In this study, the researchers set out to overcome these challenges by using data from GFP to develop and test computational models that can predict better versions of the protein.
They started by training a type of model called a convolutional neural network (CNN) on experimental data consisting of GFP sequences and their brightness (the feature they wanted to optimize).
Based on a relatively small amount of experimental data (from about 1,000 variants), the model was able to generate a “fitness landscape,” a three-dimensional map that indicates the fitness of a given protein and how much it differs from its original sequence. GFP).
These landscapes contain peaks representing more fit proteins and valleys representing less fit proteins. Predicting the path a protein must follow to reach its peak of fitness can be difficult. This is because often proteins must undergo mutations that lower their fitness before reaching the peak of higher fitness. To overcome this problem, the researchers used existing computational techniques to “smooth” the fitness landscape.
After these small protrusions in the landscape were alleviated, the researchers found that they could retrain the CNN model to more easily reach larger fitness peaks. The model was able to predict optimized GFP sequences containing up to seven different amino acids from the starting protein sequence, and the best of these proteins was estimated to be approximately 2.5 times better than the original protein.
“If we have a landscape that represents what the model thinks is nearby, we smooth it out and then retrain the model with a smoother version of the landscape,” says Kirjner. “Now there is a smooth path from the starting point to the summit, which the model can get there through iterative small improvements. The same thing is often impossible in a non-smooth landscape.”
proof of concept
The researchers also showed that this approach was effective in identifying new sequences for the viral capsid of adeno-associated virus (AAV), a viral vector commonly used for DNA delivery. In this case, they optimized the capsid for its ability to package DNA payload.
“We used GFP and AAV as a proof-of-concept to show that this is a method that works on very well-characterized data sets and because of that, it should also be applicable to other protein engineering problems,” Bracha said. .
The researchers now plan to use this computational technique on the data Bracha generated for voltage-marking proteins.
“Dozens of labs have been working on this problem for 20 years, and there’s still nothing better,” she says. “Now that we have a smaller data set, we hope to be able to actually train the model and make better predictions than the last 20 years of manual testing.”

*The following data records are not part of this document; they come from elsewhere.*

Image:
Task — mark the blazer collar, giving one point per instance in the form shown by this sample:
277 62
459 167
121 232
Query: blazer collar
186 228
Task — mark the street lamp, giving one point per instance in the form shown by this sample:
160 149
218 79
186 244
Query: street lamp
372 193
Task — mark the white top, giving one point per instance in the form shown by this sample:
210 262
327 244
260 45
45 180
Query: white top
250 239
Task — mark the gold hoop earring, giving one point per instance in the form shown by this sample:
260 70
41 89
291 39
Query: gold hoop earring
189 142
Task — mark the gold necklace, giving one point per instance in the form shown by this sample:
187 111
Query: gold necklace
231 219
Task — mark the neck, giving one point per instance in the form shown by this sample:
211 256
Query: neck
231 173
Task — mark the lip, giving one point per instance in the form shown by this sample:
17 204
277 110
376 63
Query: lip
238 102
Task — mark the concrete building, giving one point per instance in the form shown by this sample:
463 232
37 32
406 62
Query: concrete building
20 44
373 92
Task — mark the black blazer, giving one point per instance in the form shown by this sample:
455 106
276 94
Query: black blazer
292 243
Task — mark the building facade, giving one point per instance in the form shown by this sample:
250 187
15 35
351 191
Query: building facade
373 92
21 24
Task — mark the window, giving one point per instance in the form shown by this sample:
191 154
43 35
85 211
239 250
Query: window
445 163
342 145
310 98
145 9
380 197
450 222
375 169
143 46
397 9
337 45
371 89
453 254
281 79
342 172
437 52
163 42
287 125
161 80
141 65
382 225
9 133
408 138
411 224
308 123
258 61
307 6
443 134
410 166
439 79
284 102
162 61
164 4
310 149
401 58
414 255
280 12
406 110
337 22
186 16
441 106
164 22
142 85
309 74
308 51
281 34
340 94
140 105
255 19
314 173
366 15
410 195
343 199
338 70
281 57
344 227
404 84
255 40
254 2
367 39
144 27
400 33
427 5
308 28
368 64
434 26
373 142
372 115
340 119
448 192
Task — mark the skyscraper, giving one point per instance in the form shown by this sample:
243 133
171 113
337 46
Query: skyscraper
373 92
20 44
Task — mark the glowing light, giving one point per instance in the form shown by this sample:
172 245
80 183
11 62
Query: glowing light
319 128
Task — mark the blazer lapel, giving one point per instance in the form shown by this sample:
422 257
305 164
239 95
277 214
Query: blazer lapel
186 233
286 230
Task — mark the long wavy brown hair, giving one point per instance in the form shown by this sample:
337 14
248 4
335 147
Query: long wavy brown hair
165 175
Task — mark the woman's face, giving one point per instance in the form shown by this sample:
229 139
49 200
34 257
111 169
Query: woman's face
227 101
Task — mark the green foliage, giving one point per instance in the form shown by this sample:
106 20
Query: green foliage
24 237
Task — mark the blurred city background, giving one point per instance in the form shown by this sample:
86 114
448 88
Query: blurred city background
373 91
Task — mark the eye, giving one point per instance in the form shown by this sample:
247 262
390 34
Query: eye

This research was supported in part by the National Science Foundation, the Machine Learning Consortium for Pharmaceutical Discovery and Synthesis, the Abdul Latif Jameel Health Machine Learning Clinic, the DTRA Medical Countermeasures Discovery Program for New and Emerging Threats, the DARPA Accelerated Molecular Discovery Program, and Sanofi Computational Antibody Design. Grant, US Naval Research Laboratory, Howard Hughes Medical Institute, National Institutes of Health, K. Lisa Yang ICoN Center, K. Lisa Yang, and Hock E. Tan Center for Molecular Therapeutics at MIT.